Two recent Cato Institute books touched on the major 1905 Supreme Court decision, Lochner v. New York, which held that a law setting maximum working hours for bakers violated the constitutional right to liberty of contract. In The Right to Earn a Living, Timothy Sandefur charted the history of that fundamental human right, and showed how it was eroded by Progressive Era judges. In Liberty of Contract, David Mayer identified the foundations and nature of the Court’s Lochner era legal theories and decisions and shattered the myths that scholars have created about both this era and subject. Now, in a book co-published by the Cato Institute and the University of Chicago Press, David E. Bernstein adds a third part to this series, presenting a new way of thinking about the Constitution and the federal government’s delegated, enumerated, and thus limited powers.

Rehabilitating Lochner: Defending Individual Rights against Progressive Reform offers an exacting study of that notorious case and its impact on American law. Bernstein digs into the history of Lochner and the often surprising forces that lined up on the two sides of the case.

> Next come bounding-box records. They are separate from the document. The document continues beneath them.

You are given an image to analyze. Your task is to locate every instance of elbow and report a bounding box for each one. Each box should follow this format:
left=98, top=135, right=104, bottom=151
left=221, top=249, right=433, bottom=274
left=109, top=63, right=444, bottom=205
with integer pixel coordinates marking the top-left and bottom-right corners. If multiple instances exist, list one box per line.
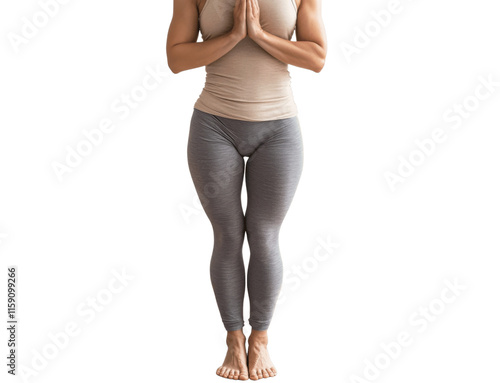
left=311, top=48, right=326, bottom=73
left=167, top=58, right=181, bottom=74
left=167, top=48, right=182, bottom=74
left=312, top=58, right=325, bottom=73
left=311, top=55, right=326, bottom=73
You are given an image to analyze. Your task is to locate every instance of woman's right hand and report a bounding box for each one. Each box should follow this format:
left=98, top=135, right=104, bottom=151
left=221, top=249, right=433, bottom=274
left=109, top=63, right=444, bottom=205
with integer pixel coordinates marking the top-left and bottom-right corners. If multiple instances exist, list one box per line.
left=231, top=0, right=247, bottom=40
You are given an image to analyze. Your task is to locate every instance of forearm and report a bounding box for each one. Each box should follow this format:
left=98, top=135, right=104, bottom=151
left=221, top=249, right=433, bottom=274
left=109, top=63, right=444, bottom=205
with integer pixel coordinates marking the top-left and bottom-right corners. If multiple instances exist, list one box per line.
left=168, top=31, right=241, bottom=73
left=252, top=30, right=326, bottom=72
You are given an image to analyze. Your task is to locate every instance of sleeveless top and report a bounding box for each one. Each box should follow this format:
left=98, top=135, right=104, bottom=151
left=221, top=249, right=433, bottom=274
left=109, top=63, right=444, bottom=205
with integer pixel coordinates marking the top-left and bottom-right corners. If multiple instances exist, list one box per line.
left=194, top=0, right=298, bottom=121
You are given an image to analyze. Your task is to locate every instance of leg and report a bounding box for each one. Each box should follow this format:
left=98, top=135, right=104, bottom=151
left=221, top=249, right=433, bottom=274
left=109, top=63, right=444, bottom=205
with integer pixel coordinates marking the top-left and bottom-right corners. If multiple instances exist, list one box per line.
left=187, top=109, right=245, bottom=331
left=187, top=109, right=248, bottom=380
left=245, top=118, right=303, bottom=380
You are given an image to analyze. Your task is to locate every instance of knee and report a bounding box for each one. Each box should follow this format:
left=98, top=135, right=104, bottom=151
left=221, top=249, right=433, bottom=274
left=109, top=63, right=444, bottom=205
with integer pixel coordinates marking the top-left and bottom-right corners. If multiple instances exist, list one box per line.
left=245, top=220, right=280, bottom=251
left=214, top=226, right=245, bottom=252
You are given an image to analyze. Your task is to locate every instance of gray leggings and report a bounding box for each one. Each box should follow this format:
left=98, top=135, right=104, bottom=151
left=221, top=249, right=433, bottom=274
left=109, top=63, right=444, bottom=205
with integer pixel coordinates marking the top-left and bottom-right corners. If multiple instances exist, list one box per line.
left=187, top=109, right=303, bottom=331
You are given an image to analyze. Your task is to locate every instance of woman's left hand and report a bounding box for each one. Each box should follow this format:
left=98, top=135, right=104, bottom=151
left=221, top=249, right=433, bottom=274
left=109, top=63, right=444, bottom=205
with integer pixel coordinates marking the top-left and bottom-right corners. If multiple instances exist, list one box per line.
left=246, top=0, right=263, bottom=40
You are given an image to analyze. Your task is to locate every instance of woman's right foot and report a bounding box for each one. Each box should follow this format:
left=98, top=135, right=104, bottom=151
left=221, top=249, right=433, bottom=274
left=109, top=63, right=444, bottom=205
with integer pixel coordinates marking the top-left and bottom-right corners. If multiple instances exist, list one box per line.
left=216, top=330, right=248, bottom=380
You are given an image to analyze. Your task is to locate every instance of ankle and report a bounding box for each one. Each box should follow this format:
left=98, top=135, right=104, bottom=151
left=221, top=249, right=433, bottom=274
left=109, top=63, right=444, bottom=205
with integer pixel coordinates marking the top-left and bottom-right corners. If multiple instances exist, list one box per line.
left=248, top=330, right=268, bottom=345
left=226, top=329, right=246, bottom=344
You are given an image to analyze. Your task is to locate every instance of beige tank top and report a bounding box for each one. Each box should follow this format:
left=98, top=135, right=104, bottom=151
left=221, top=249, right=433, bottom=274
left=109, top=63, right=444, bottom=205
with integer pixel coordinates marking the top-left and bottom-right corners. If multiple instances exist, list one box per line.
left=194, top=0, right=298, bottom=121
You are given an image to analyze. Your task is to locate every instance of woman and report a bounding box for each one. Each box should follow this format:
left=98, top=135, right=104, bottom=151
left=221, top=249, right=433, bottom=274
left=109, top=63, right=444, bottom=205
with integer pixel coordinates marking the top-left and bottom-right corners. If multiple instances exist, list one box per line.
left=167, top=0, right=327, bottom=380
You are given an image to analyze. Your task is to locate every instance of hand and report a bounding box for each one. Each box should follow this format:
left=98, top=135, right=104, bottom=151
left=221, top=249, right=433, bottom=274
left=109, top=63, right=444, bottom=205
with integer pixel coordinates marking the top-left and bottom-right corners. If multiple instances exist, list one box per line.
left=245, top=0, right=263, bottom=40
left=232, top=0, right=247, bottom=40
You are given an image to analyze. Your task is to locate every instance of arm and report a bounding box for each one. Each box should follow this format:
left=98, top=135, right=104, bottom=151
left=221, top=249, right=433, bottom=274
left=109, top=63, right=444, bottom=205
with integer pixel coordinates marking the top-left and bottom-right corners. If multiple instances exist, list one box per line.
left=167, top=0, right=246, bottom=73
left=246, top=0, right=327, bottom=73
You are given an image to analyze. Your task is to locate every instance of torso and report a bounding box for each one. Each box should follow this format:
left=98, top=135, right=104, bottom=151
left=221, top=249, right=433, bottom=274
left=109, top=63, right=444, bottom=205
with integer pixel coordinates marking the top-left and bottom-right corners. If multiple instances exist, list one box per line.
left=193, top=0, right=300, bottom=121
left=196, top=0, right=302, bottom=15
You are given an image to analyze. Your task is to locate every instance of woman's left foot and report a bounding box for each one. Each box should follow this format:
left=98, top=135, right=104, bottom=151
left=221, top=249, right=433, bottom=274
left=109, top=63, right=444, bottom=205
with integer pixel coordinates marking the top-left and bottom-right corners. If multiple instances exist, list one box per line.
left=248, top=331, right=277, bottom=380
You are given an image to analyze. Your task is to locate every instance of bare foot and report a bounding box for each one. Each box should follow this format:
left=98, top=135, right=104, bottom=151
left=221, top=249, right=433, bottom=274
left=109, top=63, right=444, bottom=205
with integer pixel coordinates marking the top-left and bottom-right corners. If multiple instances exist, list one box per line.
left=216, top=330, right=248, bottom=380
left=248, top=330, right=278, bottom=380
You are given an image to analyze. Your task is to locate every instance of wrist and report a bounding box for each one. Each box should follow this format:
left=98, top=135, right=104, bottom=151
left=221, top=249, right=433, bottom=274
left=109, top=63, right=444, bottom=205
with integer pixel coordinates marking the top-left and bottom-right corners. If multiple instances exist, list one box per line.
left=250, top=27, right=265, bottom=42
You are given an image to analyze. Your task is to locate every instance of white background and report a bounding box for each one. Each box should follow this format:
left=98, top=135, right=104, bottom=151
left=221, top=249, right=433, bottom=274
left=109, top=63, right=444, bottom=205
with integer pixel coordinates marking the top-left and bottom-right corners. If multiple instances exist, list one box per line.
left=0, top=0, right=500, bottom=383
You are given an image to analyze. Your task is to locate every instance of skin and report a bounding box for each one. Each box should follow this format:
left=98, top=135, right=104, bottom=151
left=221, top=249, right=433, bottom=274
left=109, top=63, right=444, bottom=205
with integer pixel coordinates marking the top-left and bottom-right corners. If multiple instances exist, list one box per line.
left=167, top=0, right=327, bottom=380
left=167, top=0, right=327, bottom=73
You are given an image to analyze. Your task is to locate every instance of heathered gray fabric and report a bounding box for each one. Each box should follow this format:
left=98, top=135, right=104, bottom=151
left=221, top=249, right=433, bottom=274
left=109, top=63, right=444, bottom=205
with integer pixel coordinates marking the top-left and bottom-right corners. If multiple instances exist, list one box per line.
left=187, top=108, right=303, bottom=331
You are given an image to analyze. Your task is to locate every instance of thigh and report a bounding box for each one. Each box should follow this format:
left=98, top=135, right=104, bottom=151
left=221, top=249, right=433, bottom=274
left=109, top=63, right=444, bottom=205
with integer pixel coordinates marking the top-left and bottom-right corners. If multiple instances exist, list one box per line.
left=245, top=117, right=304, bottom=225
left=187, top=109, right=244, bottom=230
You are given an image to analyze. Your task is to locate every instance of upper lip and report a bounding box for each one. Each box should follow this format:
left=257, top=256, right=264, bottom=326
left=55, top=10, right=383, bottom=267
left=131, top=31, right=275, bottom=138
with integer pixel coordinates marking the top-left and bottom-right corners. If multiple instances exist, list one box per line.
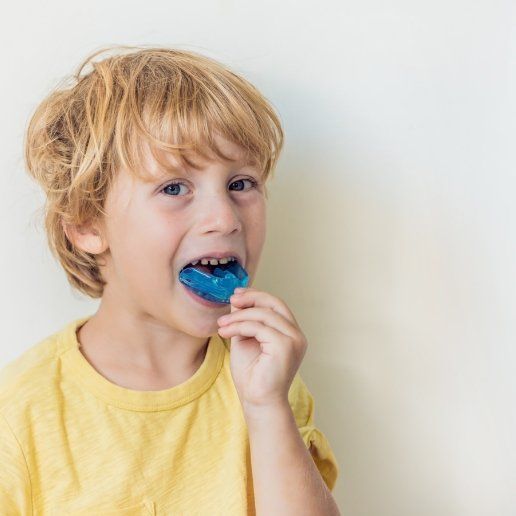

In rehabilitating this muchmaligned case, Bernstein overturns “the mythical morality tale invented during the Progressive Era for overtly ideological reasons.”

Through a careful reconstruction of the events leading up to the case, an examination of the opinion — including its famous dissents, and analysis of the reaction among legal intellectuals, Bernstein has written, as he describes it, “the first comprehensive modern analysis of Lochner and its progeny, free from the baggage of the tendentious accounts of Progressives, New Dealers, and their successors on the left and, surprisingly, the right.”

Bernstein then traces Lochner’s impact on Progressive sociological jurisprudence, the popular ideological position at that time that “masked a political agenda that favored a significant increase in government involvement in American economic and social life.” This movement, launched by Roscoe Pound in a series of attacks on the Supreme Court’s liberty of contract jurisprudence, held that “law’s purpose is to achieve social aims” and that “legal rules, including constitutional rights, cannot be deduced from first principles.”

The Progressives’ anger at the Lochner majority was not thus exclusively about its reasoning, but also to a great degree about its unwillingness to overlook constitutional controls that would limit the creation of a “union-led social democracy in place of a regime of general contractual freedom.”

It was this desire to see Lochner as an unprincipled attack on Progressive utopian social engineering — engineering with the veneer of science — that led to the Lochnermyth. The Court was not protecting the right of workers to contract freely for their wages and labor. Instead, it was, as Justice Holmes memorably wrote in his dissent, trying to force laissez faire upon the downtrodden to the benefit of big-business capitalists.

But, as Bernstein shows, as despised as it was, “Lochnerian protection of liberty of contract was invoked to justify some of the most significant early decisions expanding constitutional protections for the rights of African Americans and women and for civil liberties, often over the strong opposition of Justice Holmes and his Progressive allies.”

In chapters on sex discrimination and segregation laws, Bernstein maps this opposition. He shows how Progressive feminists sought to use laws like the one overturned in Lochner to keep women out of the workforce, so as to protect their perceived delicate sensibilities and motherly roles from the harm of freely chosen employment. And he traces the way unions and their Progressive intellectual allies used police power and the worker-protection laws to safeguard the jobs of white men from the competitive threat of black workers.

The Lochner era is a good deal more complex than most legal scholarship suggests. “An accurate and nuanced view of the Supreme Court’s pre–World War II dueprocess jurisprudence,” Bernstein writes, “does not allow for blithe categorization of justices who lived in a very different era, replete with ideological and political disputes and assumptions that are foreign and often barely comprehensible to modern scholars, into prescient heroes and narrowminded villains.”

Bernstein concludes the book by arguing that, “when scholars distort history to serve an agreeable governing ideology or to rally opposition to existing precedents that they dislike, their work richly deserves correction.” Rehabilitating Lochner offers just that.